You need fewer engineers than you think, probably half, and the reflex to measure progress in headcount is the most expensive habit a founder can carry into the AI era. Coordination costs grow quadratically while output grows linearly at best, AI leverage has multiplied per-engineer output, and yet hiring plans still get written as if it were 2019. We think the default unit of engineering should be a pod of three to five seniors, and every hire beyond that should have to argue for itself.
The math nobody runs before hiring
| Team | Communication paths | Practical shape | What we observe |
|---|---|---|---|
| 3-5 seniors + AI leverage | 3-10 | One pod, no managers | Fastest shipping per dollar we see |
| 8-10 engineers | 28-45 | Needs a lead, process appears | Good, if split into two real pods |
| 15-20 engineers | 105-190 | Managers, sync meetings, roadmap theater | Output per head roughly halves |
| 30+ | 435+ | Coordination becomes the actual job | Justified only by genuinely parallel products |
Why overhiring happens anyway
- Fundraising theater: headcount reads as traction to people who don't read code.
- Founder status: 'I lead 40 engineers' feels better than 'we ship weekly with six'.
- Misdiagnosis: slow shipping gets treated as capacity, when it's almost always unclear scope, weak seniority or missing focus.

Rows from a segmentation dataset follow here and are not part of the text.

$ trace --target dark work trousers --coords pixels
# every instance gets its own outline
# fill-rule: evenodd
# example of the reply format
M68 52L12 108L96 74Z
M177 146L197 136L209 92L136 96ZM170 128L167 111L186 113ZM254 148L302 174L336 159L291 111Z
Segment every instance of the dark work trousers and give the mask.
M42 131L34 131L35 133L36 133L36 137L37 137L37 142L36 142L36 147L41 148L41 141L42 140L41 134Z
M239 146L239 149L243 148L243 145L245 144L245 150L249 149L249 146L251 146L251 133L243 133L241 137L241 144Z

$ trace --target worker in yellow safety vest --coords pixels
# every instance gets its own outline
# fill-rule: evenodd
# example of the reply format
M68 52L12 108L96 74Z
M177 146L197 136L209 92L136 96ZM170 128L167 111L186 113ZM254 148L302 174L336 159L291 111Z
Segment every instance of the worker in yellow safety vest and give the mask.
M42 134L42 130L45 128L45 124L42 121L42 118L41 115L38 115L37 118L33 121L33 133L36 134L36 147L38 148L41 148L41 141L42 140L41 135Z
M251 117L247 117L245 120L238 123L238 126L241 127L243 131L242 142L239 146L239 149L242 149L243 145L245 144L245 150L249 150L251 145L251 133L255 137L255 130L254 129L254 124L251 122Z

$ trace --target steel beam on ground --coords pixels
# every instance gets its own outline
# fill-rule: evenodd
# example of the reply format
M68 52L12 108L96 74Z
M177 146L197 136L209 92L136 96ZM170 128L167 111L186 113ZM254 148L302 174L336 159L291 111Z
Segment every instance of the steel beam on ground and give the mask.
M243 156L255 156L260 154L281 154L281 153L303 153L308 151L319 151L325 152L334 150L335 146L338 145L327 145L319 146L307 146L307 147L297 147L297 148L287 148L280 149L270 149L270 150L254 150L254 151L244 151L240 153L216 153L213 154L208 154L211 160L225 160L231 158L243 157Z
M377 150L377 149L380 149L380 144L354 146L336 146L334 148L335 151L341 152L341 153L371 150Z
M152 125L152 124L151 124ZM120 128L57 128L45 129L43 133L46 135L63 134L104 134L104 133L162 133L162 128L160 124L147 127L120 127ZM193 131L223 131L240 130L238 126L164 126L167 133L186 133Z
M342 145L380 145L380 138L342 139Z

- Big-company muscle memory: leaders who scaled orgs elsewhere reproduce the org, not the outcomes.
What to do instead of hiring
- 1Cut scope first: most 'capacity problems' are three priorities pretending to be one.
- 2Upgrade seniority before quantity: one senior who ships end-to-end beats three engineers who need direction.
- 3Instrument AI leverage: if your team isn't using AI tooling aggressively, you have latent capacity you already pay for.
- 4Add temporary embedded capacity for genuine spikes instead of permanent headcount for temporary problems.
- 5If a bottleneck survives all four, hire, one senior at a time, into a pod that stays small.